A UNIST graduate student, Heein Yoon in the School of Electrical and Computer Engineering has been honored for her outstanding poster presentation at the annual IEEE International Solid-State Circuit Conference (ISSCC), which took place from February 11 to 15, 2018.
Ms. Yoon has been selected as a winner for the 2017 IEEE ISSCC “Student Research Preview (SRP) Award” for her recently submitted paper, entitled “A 310-fs RMS Jitter Injection-Locked Multi-Frequency Generator Using a Time-Interleaved Multi-DCO Calibrator”.
Known as the “Olympic in the field of semiconductor circuit designs”, the International Solide-State Circuits Conference (ISSCC) is the foremost global forum for presentation of advances in solid-state circuits and systems-on-a-chip. Every year, ISSCC brings together an incredible range of talented researchers in academia and industry from all over the world to exchange ideas and present results of ongoing research in the most state-of-the-art areas of solid-state circuits and systems-on-a-chip. This year marked the 65th anniversary of ISSCC and had a theme “Silicon Engineering a Social World”.
The ISSCC Student Research Preview (SRP) is an evening student session, which gives Masters and PhD candidates the opportunity to showcase their work and interact with others in the ISSCC community. The session is organized as short presentations of work-in-progress in conjunction with a poster presentation and optional demo. This year’s Student Research Preview at ISSCC 2018 took place on February 11 and was presented in three theme sections: Comunications and Power, Deep Learning and Biomedical Circuits, Memory, Sensors, and Mixed-Signal Circuits. Prizes are awarded for the outstanding poster presentations and are recognized at next year’s conference.

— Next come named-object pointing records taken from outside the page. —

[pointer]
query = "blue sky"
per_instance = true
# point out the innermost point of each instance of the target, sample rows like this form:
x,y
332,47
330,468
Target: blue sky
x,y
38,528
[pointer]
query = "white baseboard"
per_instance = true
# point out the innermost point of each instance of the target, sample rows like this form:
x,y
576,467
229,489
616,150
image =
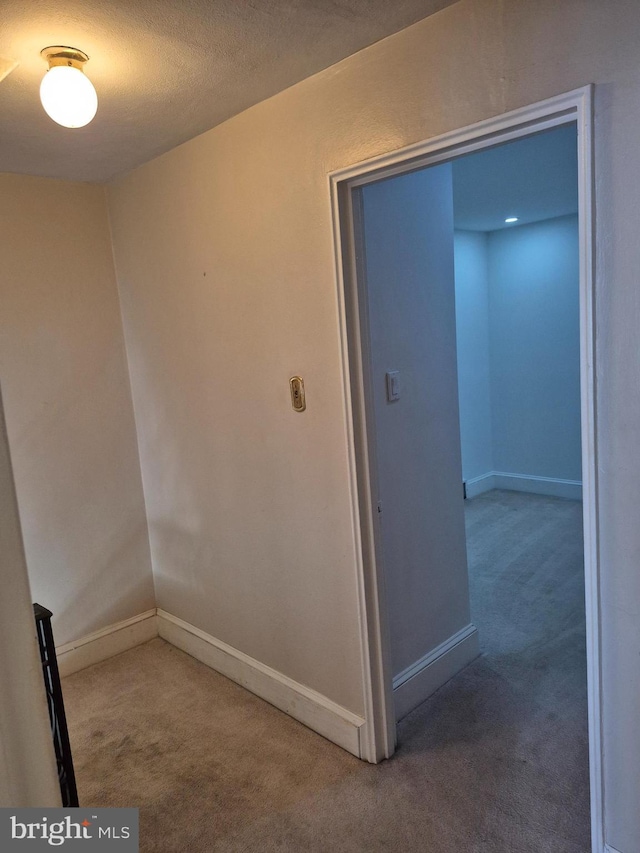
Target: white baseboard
x,y
552,486
477,485
416,683
106,643
307,706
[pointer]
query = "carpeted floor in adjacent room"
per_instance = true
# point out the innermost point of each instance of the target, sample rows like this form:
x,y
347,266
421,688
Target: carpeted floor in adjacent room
x,y
494,762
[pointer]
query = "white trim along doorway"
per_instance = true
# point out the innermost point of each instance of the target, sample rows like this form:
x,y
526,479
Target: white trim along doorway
x,y
379,731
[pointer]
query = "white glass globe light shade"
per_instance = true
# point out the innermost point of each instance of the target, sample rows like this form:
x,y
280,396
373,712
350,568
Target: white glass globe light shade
x,y
68,96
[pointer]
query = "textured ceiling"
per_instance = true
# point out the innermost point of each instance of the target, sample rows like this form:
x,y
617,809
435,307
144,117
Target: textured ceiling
x,y
534,178
167,70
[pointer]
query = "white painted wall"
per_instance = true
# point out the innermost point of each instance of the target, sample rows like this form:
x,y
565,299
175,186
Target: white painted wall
x,y
518,318
252,536
68,407
28,772
474,374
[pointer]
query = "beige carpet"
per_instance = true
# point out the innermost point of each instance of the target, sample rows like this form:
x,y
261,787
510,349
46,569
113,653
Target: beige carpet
x,y
495,762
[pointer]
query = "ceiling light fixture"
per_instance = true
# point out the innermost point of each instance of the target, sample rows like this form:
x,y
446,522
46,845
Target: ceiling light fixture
x,y
67,94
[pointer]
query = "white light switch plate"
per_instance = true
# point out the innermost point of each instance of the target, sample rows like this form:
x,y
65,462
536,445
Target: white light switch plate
x,y
393,385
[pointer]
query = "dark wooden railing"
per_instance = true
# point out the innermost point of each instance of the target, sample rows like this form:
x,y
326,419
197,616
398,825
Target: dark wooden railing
x,y
57,716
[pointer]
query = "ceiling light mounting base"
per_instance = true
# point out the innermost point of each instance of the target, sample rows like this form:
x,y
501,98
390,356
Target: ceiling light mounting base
x,y
60,54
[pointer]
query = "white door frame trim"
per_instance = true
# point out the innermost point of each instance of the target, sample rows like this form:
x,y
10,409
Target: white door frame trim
x,y
378,733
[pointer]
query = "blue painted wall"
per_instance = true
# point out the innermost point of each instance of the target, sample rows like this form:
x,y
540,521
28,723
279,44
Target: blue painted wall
x,y
518,290
472,334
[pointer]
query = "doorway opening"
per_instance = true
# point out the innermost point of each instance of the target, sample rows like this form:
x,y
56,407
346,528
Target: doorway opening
x,y
406,504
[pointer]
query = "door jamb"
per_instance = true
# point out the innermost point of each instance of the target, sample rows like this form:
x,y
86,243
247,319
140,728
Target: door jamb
x,y
377,737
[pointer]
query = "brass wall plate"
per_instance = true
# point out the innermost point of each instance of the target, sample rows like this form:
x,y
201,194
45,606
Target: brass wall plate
x,y
296,384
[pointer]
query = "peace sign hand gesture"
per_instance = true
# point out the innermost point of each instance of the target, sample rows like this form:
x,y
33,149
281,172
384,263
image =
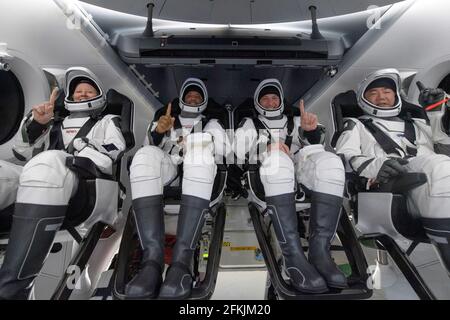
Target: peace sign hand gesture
x,y
165,122
43,113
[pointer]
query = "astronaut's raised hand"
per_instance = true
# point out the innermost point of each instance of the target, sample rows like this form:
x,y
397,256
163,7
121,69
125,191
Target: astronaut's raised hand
x,y
278,146
43,113
308,120
391,168
430,96
165,122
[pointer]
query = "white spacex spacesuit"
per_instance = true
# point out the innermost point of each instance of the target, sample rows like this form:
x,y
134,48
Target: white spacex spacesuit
x,y
382,144
9,182
195,142
46,185
318,171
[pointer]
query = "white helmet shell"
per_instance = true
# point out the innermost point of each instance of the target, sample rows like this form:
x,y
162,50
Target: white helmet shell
x,y
372,109
272,113
201,87
73,76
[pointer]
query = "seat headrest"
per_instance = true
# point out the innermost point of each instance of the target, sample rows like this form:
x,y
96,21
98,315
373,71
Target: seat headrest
x,y
213,110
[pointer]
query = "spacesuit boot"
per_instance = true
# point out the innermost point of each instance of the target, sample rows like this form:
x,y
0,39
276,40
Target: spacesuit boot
x,y
179,278
438,230
33,230
304,276
324,217
149,215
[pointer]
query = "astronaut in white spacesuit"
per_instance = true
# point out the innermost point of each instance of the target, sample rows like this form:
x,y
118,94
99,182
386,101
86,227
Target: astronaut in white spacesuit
x,y
9,181
46,185
384,144
290,150
179,136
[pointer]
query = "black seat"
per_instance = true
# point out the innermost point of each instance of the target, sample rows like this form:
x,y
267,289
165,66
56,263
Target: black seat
x,y
83,203
392,196
278,287
129,254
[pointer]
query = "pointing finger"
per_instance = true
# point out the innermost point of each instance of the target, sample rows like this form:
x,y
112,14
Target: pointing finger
x,y
169,109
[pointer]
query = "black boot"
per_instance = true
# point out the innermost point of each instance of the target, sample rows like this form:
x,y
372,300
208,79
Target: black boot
x,y
149,217
324,217
179,278
438,230
303,276
32,234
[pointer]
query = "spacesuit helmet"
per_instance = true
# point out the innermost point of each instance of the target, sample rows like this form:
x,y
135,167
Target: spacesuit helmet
x,y
386,78
197,85
269,86
75,76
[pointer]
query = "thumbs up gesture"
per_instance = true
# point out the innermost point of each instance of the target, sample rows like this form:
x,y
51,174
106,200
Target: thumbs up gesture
x,y
308,120
43,113
165,122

Heein Yoon is currently pursuing the Combined M.S./Ph.D. program under supervision of Professor Jaehyouk Choi in the School of Electrical and Computer Engineering at UNIST. Professor Choi’s current teaching and research interests are integrated circuit designs and systems with an aim to develop an ideal semiconductor circuit designs that can improve the performance of electronic devices.
“I am very honored and grateful to have been selected for this award,” says Heein Yoon. “This has been such a great experience for me to have an opportunity to present my work to the researchers from some of the world’s leading organizations, such as IBM, Intel, and Samsung Electronics.”